The nice thing about compressing normals is that each is quantized in its own 0-1 range, so it's orthogonal to dimensions of the space, topology etc. So this case really isn't more demanding than other use of normal-maps to date.
...
Can you clarify what you mean here? What has 5ms budget have to do with acceleration structure choice, or it being fixed/not fixed?
I'll reply to the easiest ones first, then do another reply.
The key word with the performance metric they gave for nanite (IMHO) was they said rasterized, inferring the entire process bypasses vertex and geometry shaders and just works in the fragment shader like SDF solutions seem to. So IMO the BVH cost would have also been listed if it was burdening that hardware, especially as we know that the character in the scene isn't rendered as part of the 90% scene geometry (they list in a slide) that nanite does, so the character is rendered the traditional way with polygon primitives and lit using hardware accelerated RT (BVH) to try and blend with lumen's scene lighting, so contention for BVH resources by nanite would surely be an important performance consideration IMO - if it does use BVH with the fragment shader.

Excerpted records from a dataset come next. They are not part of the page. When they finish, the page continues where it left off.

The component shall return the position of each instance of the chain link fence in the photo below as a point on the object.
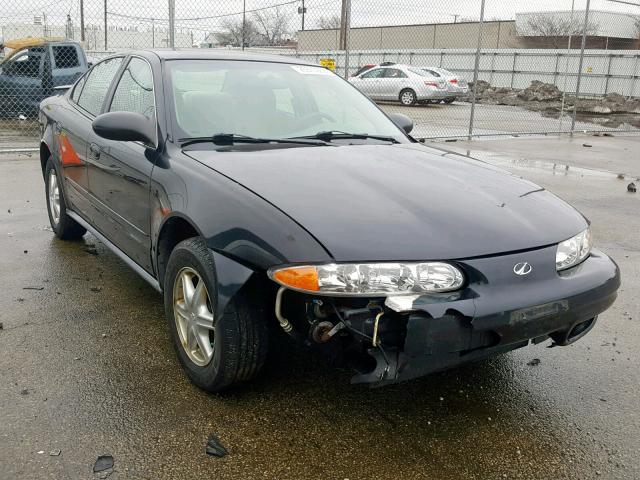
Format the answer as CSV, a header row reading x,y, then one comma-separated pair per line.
x,y
469,69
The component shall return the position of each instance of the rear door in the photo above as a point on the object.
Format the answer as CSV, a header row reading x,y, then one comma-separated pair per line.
x,y
369,82
120,172
393,80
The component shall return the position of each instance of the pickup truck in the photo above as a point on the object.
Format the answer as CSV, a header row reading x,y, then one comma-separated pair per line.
x,y
33,71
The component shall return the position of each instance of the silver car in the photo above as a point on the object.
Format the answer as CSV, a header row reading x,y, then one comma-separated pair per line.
x,y
456,85
404,83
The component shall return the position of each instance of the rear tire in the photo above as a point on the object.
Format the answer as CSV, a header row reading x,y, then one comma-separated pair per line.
x,y
65,227
408,97
222,349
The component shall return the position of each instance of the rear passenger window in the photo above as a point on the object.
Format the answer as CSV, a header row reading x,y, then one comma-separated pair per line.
x,y
394,73
65,57
97,85
135,90
376,73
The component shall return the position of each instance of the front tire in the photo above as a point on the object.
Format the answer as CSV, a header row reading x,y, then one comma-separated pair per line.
x,y
216,349
65,227
408,97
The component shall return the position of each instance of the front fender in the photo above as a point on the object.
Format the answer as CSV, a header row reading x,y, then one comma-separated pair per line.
x,y
231,277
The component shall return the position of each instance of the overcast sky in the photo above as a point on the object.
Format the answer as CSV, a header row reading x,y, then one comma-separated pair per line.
x,y
364,12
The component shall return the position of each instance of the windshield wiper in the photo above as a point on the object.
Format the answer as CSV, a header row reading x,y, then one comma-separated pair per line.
x,y
329,135
232,138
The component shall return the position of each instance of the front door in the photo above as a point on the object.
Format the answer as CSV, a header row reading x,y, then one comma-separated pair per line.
x,y
73,130
120,172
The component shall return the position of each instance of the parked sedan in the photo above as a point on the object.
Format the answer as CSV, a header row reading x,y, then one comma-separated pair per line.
x,y
457,86
257,191
404,83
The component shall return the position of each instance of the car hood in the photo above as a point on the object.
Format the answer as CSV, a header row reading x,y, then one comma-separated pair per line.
x,y
400,202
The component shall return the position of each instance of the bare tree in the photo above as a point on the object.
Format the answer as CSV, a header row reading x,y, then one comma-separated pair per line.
x,y
556,27
232,34
329,23
272,26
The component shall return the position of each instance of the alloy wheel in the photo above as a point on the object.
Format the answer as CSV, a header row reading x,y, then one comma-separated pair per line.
x,y
193,316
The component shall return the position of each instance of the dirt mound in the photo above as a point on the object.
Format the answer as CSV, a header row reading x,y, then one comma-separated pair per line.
x,y
540,92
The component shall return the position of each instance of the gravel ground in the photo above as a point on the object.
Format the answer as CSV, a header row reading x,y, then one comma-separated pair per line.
x,y
86,367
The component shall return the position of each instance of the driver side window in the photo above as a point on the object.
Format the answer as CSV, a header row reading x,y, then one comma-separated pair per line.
x,y
26,64
97,84
375,73
134,92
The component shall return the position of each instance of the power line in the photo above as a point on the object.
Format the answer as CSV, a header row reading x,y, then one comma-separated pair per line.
x,y
623,2
240,12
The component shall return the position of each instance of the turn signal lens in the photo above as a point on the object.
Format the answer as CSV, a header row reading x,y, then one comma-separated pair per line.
x,y
371,279
299,278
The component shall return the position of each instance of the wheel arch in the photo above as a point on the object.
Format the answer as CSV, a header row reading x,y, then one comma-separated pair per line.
x,y
45,153
173,230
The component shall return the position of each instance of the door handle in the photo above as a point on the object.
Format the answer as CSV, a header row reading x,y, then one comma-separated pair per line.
x,y
95,150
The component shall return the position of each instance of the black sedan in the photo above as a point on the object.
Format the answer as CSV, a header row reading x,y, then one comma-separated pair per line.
x,y
253,189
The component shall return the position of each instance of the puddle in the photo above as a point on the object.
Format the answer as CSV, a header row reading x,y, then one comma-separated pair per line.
x,y
555,168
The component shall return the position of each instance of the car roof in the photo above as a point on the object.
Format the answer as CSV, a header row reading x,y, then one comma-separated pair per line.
x,y
218,54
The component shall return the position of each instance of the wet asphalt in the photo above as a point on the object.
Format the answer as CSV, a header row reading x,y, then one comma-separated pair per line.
x,y
86,368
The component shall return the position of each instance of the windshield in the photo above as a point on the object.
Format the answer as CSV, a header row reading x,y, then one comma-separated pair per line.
x,y
261,99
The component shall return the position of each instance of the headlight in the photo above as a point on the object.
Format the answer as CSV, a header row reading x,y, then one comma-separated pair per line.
x,y
574,250
370,279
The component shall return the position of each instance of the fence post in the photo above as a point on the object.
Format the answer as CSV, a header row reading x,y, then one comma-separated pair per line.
x,y
345,31
566,70
172,23
584,41
606,83
513,69
82,21
475,71
105,25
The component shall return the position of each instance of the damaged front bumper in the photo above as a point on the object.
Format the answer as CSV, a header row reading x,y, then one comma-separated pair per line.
x,y
497,312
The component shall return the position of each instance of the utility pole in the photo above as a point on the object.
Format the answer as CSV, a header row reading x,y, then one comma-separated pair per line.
x,y
82,20
105,25
244,21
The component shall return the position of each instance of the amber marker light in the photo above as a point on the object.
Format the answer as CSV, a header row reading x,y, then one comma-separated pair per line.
x,y
299,278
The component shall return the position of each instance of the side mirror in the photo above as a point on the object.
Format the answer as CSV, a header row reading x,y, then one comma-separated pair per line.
x,y
402,121
125,127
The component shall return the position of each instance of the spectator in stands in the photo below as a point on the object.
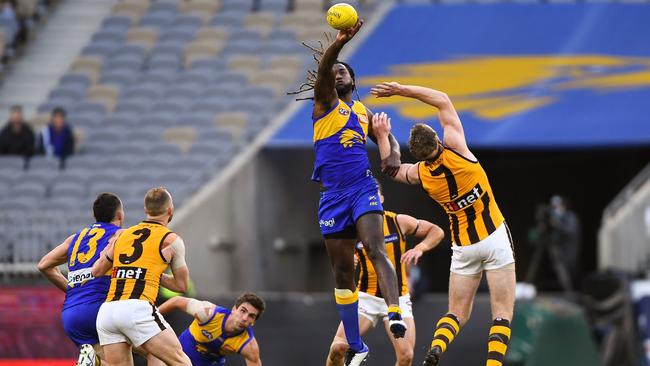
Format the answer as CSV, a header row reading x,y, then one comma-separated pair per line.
x,y
17,137
57,138
557,232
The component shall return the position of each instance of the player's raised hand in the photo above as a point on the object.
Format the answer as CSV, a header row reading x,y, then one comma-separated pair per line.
x,y
386,89
346,35
381,125
411,256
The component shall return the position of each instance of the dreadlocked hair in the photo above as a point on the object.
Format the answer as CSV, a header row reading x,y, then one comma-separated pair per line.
x,y
312,74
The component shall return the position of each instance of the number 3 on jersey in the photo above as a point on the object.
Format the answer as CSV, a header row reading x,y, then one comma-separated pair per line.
x,y
137,246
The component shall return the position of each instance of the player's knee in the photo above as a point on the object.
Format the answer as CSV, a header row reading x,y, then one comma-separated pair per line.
x,y
338,349
404,356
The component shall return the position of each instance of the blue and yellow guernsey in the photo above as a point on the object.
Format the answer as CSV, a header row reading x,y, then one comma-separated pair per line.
x,y
340,146
84,250
209,341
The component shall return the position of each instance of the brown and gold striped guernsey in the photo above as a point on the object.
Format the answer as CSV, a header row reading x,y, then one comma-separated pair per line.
x,y
138,262
461,187
395,247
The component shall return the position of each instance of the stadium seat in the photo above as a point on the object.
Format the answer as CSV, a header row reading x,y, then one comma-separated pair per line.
x,y
67,189
11,164
44,164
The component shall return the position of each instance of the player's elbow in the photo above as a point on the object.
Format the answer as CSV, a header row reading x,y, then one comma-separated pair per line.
x,y
42,265
438,232
183,285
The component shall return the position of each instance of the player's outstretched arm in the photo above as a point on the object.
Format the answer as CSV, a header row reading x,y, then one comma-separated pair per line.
x,y
200,310
49,264
389,165
403,173
431,235
251,353
408,174
174,251
325,95
105,261
454,135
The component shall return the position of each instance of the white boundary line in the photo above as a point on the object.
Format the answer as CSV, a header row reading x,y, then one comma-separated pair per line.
x,y
276,124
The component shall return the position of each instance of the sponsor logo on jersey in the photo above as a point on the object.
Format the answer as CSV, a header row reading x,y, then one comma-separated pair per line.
x,y
129,273
207,334
465,200
80,276
350,137
327,223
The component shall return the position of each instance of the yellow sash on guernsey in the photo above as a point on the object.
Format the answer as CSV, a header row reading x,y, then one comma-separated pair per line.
x,y
138,262
461,187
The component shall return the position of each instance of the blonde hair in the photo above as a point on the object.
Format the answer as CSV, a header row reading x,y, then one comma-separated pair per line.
x,y
157,201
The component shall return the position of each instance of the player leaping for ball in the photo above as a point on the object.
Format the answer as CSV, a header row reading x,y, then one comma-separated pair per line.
x,y
349,206
372,308
451,175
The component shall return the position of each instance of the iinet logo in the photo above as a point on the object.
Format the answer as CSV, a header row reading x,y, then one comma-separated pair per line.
x,y
327,223
129,273
465,200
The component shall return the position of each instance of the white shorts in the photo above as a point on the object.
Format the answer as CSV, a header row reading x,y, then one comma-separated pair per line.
x,y
131,321
374,308
493,252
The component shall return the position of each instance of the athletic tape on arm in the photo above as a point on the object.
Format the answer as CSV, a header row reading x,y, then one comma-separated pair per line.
x,y
178,247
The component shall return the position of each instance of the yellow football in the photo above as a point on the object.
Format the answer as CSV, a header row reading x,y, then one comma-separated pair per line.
x,y
342,16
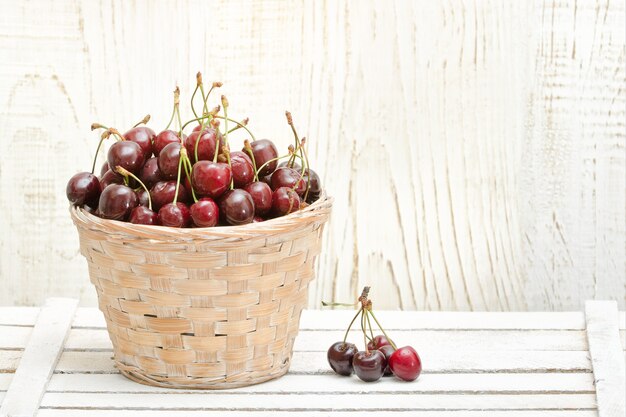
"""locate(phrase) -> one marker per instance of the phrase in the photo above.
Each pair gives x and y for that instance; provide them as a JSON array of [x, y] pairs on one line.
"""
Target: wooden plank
[[230, 402], [607, 357], [40, 358]]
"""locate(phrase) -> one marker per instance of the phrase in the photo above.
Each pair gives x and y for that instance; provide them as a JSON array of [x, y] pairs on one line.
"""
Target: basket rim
[[318, 211]]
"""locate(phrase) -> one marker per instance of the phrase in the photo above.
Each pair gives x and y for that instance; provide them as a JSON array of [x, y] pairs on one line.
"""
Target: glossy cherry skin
[[261, 194], [288, 177], [142, 136], [174, 215], [168, 161], [163, 192], [205, 213], [163, 139], [150, 173], [126, 154], [143, 215], [241, 166], [116, 202], [284, 201], [236, 207], [387, 350], [206, 146], [340, 357], [263, 151], [83, 188], [405, 363], [210, 179], [369, 366], [377, 342]]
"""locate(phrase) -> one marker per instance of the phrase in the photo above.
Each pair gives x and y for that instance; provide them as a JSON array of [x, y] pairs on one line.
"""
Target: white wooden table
[[475, 364]]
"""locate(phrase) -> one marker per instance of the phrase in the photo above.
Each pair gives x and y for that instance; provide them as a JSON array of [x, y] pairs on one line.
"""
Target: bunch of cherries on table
[[179, 180], [380, 358]]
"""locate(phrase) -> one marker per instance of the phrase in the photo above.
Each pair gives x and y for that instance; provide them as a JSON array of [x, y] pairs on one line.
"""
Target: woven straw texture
[[204, 308]]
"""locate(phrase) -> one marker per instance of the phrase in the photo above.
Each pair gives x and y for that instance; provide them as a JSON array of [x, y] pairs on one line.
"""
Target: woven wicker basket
[[203, 308]]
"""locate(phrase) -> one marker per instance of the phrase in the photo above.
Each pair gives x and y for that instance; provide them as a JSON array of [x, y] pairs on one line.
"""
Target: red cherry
[[165, 138], [143, 215], [205, 213], [142, 136], [284, 201], [210, 179], [174, 215], [116, 202], [405, 363], [261, 194], [83, 188]]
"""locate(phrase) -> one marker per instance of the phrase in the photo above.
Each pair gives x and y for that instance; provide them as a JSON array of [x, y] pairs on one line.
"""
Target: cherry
[[387, 350], [174, 215], [210, 179], [236, 207], [378, 342], [142, 136], [284, 201], [83, 188], [340, 357], [168, 160], [261, 194], [143, 215], [288, 177], [241, 166], [163, 192], [405, 363], [126, 154], [116, 202], [150, 173], [165, 138], [264, 150], [205, 213], [206, 146], [369, 365]]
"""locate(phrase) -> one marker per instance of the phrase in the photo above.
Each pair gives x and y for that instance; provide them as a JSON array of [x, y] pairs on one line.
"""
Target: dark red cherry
[[288, 177], [261, 194], [284, 201], [369, 366], [142, 136], [126, 154], [210, 179], [236, 207], [377, 342], [165, 138], [168, 161], [116, 202], [263, 151], [143, 215], [387, 350], [150, 173], [405, 363], [340, 357], [174, 215], [205, 213], [241, 166], [83, 188], [163, 192], [206, 145]]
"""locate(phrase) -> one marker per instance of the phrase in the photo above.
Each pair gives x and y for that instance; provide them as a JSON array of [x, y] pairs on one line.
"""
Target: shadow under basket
[[207, 308]]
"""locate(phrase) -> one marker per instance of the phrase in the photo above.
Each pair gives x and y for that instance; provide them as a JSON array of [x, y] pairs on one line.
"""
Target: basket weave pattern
[[203, 308]]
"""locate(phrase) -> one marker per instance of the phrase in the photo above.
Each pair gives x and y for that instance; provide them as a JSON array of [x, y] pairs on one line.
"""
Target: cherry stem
[[393, 345], [124, 172]]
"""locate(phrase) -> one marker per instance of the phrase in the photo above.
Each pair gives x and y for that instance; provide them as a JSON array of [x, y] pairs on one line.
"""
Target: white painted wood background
[[475, 149]]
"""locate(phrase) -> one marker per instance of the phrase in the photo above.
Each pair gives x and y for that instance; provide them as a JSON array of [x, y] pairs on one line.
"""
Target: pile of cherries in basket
[[195, 180], [380, 357]]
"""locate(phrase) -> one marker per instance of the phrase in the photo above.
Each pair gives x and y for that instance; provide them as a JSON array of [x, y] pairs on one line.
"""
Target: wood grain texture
[[475, 149]]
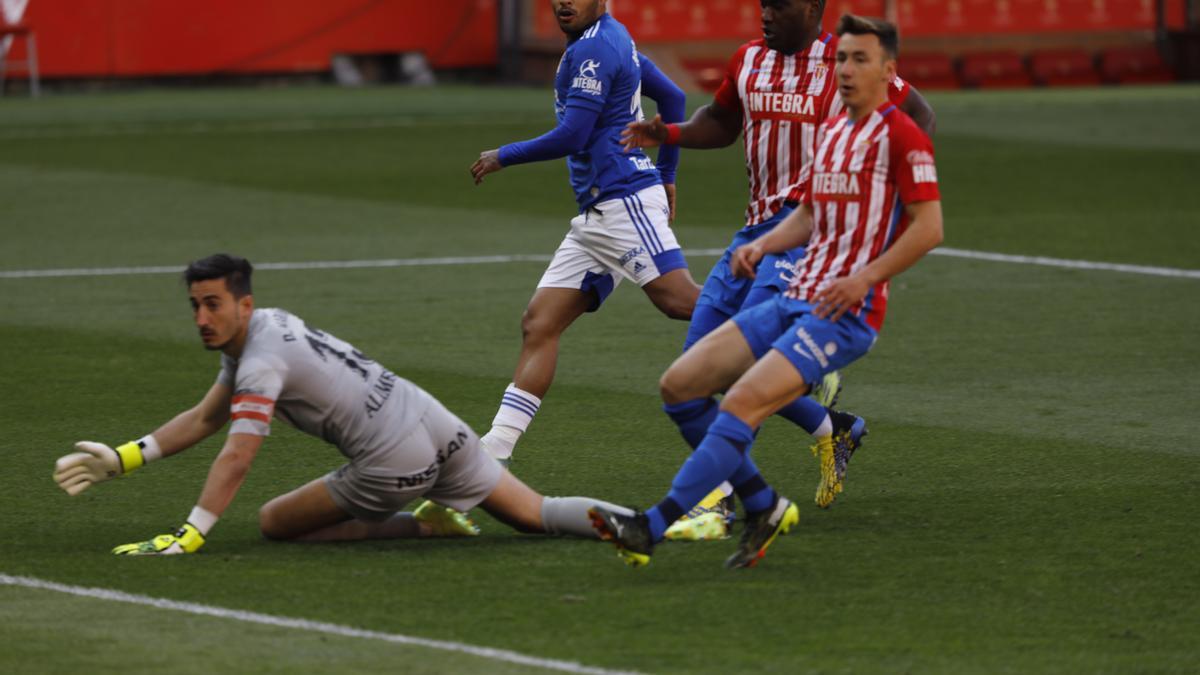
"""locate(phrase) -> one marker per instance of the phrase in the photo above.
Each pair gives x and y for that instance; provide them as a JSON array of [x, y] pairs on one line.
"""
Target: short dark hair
[[234, 269], [863, 25]]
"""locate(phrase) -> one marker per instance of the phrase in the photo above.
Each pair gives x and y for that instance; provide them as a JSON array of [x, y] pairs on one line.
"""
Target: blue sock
[[805, 413], [755, 494], [693, 418], [715, 459], [705, 318]]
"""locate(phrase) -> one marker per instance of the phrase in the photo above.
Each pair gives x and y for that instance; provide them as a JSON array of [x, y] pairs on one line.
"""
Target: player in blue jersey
[[625, 202]]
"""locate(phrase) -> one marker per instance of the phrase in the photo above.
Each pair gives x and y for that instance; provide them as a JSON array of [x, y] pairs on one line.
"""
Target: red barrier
[[155, 37], [672, 21]]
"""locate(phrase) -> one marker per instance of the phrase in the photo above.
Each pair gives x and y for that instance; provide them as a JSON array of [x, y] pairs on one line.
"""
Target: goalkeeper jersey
[[319, 384]]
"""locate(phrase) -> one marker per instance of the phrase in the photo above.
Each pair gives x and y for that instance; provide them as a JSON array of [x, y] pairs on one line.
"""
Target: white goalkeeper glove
[[95, 463]]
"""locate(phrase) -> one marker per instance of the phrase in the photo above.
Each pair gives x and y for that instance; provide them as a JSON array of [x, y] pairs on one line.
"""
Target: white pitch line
[[305, 625], [541, 258], [1068, 263]]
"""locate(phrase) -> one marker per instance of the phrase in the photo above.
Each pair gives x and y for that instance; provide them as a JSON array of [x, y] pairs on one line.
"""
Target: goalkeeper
[[400, 442]]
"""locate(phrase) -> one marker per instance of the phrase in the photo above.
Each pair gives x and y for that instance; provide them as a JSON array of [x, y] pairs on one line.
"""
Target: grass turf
[[1026, 500]]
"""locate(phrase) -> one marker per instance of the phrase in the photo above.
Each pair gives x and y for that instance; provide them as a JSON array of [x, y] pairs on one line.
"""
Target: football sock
[[755, 494], [718, 457], [807, 413], [569, 515], [693, 418], [516, 411]]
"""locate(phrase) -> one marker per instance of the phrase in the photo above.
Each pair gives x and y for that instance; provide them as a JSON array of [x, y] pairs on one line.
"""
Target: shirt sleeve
[[569, 137], [898, 90], [593, 69], [727, 91], [916, 171], [258, 386], [672, 105]]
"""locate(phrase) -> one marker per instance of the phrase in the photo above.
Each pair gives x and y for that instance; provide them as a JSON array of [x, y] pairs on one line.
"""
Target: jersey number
[[353, 358]]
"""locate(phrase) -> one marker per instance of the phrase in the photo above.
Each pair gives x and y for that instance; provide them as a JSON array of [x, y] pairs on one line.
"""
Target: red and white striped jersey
[[863, 175], [783, 100]]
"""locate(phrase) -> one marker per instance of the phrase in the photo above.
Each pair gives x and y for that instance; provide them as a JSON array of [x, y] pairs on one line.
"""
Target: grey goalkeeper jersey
[[319, 384]]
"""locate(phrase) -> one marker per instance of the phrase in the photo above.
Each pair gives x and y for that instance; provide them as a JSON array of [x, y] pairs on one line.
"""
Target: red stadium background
[[123, 39]]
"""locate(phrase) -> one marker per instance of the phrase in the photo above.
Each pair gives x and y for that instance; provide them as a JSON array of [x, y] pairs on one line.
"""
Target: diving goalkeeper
[[400, 442]]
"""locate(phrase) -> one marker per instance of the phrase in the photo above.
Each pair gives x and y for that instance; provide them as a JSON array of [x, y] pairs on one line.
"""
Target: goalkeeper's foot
[[761, 530], [828, 389], [445, 521], [833, 453], [703, 527], [631, 533]]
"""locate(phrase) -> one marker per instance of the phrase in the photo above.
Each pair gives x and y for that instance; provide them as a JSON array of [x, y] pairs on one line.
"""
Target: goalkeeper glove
[[95, 463], [187, 539]]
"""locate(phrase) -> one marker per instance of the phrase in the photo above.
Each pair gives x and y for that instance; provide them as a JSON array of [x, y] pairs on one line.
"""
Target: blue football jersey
[[600, 72]]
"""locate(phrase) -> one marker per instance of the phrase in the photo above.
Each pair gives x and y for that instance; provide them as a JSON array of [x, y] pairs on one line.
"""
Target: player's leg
[[721, 455], [574, 284], [469, 477], [525, 509], [673, 293]]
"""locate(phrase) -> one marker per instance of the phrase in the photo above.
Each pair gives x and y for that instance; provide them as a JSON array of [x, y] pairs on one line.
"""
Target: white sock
[[499, 441], [516, 411]]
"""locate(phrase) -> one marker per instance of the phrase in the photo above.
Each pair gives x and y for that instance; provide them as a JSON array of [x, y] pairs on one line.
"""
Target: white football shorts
[[627, 238]]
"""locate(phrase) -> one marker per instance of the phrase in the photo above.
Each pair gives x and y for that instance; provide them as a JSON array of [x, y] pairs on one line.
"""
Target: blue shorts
[[727, 292], [815, 346]]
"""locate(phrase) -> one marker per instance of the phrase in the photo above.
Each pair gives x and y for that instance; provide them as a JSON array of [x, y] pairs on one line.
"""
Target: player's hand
[[840, 296], [643, 133], [489, 162], [186, 539], [745, 260], [95, 463]]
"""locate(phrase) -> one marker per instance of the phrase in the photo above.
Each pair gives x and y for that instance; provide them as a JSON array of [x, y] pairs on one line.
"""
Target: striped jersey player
[[869, 209], [864, 174], [775, 94]]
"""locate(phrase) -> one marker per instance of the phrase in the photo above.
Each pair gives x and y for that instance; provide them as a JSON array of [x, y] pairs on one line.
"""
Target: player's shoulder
[[903, 126]]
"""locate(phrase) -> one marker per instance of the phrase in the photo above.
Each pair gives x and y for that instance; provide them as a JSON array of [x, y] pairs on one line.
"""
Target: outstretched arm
[[711, 126], [672, 105], [95, 463], [569, 137]]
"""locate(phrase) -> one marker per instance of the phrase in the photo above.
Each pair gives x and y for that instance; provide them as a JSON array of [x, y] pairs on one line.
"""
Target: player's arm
[[924, 233], [795, 231], [569, 137], [672, 105], [226, 476], [711, 126], [714, 125], [95, 463]]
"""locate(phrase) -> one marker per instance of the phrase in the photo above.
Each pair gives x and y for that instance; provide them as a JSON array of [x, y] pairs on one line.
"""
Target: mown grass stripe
[[541, 258], [306, 625]]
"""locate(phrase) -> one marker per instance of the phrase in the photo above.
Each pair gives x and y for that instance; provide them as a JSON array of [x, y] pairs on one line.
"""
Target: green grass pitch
[[1027, 500]]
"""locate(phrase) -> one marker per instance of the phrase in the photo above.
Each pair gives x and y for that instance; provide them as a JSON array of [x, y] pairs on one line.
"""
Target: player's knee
[[673, 387], [270, 524], [535, 327]]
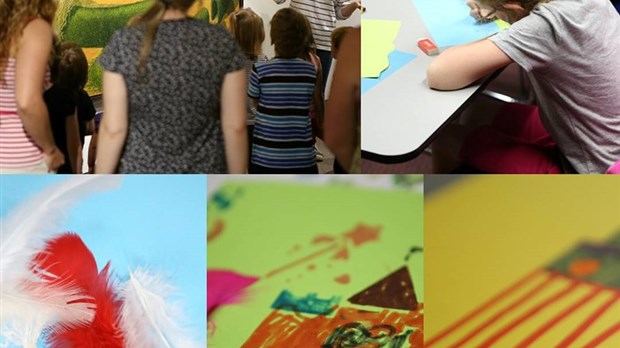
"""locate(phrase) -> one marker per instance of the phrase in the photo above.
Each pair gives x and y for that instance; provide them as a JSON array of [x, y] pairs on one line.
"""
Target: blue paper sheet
[[397, 60], [450, 24]]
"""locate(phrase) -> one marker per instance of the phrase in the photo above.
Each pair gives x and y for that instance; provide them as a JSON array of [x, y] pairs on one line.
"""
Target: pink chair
[[614, 169]]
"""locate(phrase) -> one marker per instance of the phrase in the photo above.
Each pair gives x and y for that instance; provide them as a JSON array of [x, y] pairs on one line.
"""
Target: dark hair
[[70, 67], [290, 33], [247, 28], [338, 35]]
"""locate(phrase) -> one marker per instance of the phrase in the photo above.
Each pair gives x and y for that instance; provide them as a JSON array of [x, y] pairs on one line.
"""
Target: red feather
[[68, 257]]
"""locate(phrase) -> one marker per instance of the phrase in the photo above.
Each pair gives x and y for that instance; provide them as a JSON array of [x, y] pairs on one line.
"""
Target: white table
[[401, 115]]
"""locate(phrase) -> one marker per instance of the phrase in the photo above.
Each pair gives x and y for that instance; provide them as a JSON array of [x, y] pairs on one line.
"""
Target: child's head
[[248, 29], [336, 38], [511, 10], [290, 33], [14, 16], [70, 68]]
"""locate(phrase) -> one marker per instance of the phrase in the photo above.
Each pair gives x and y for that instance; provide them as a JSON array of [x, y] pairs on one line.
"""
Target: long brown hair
[[290, 33], [248, 29], [14, 16], [151, 19]]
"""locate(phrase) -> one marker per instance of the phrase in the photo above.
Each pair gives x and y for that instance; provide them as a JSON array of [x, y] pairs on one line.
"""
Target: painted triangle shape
[[393, 291]]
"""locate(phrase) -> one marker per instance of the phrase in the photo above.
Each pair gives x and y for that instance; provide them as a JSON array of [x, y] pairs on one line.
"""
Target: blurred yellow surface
[[483, 234]]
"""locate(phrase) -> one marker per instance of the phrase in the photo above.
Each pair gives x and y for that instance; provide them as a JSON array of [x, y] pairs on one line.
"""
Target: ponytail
[[151, 18]]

As for the normal map, I think we are talking at cross purposes. I understood it to be just the storage size, not actually a normal map.
So (IMO) for nanite triangles with a UV channel , 1M nanite triangle (verts? locations?) + corresponding UV channel - whatever nanite's format is - occupies the same storage as 4Kx4Kx4bytes = 64MB.
/edit
Actually, thinking about the wording, the 1M triangles with a UV channel are artist numbers while using Studio Max , etc, not nanite. So that 1M asset using uv/bump mapping that maybe looks closer to 5M, I assume they are saying takes up a 4K normal map worth of storage when encoded to nanite's geometry - but without any more details on the format nanite encodes that data. However, given that they say they are only using normal maps(not bump maps) on the warrior (shield scratches) and the rest is geometry, it seems reasonable to assume nanite geometry encodes the lower frequency UV channel perturbing the 1M polys as nanite triangles.
edit/
If you are saying that the inaccuracy accommodated by lossy normal maps - textured on primitives of uncompressed verts - is the same inaccuracy primitive verts could handle, and them still accurately generate shadow maps and undergo shadow sampler comparison lookups to generate soft shadows like the grave yard scene, then you are probably going to need to provide me a link to an example where that's being achieved. AFAIK verts for scene geometry don't like lower precision, and especial biased lossy compression that 3Dc effectively produces. For normals - rather than verts - it is easy enough as they aren't critical - eg scratches on a warrior's shield - and can be renormalized to counter correct because they are a unit length, anyway.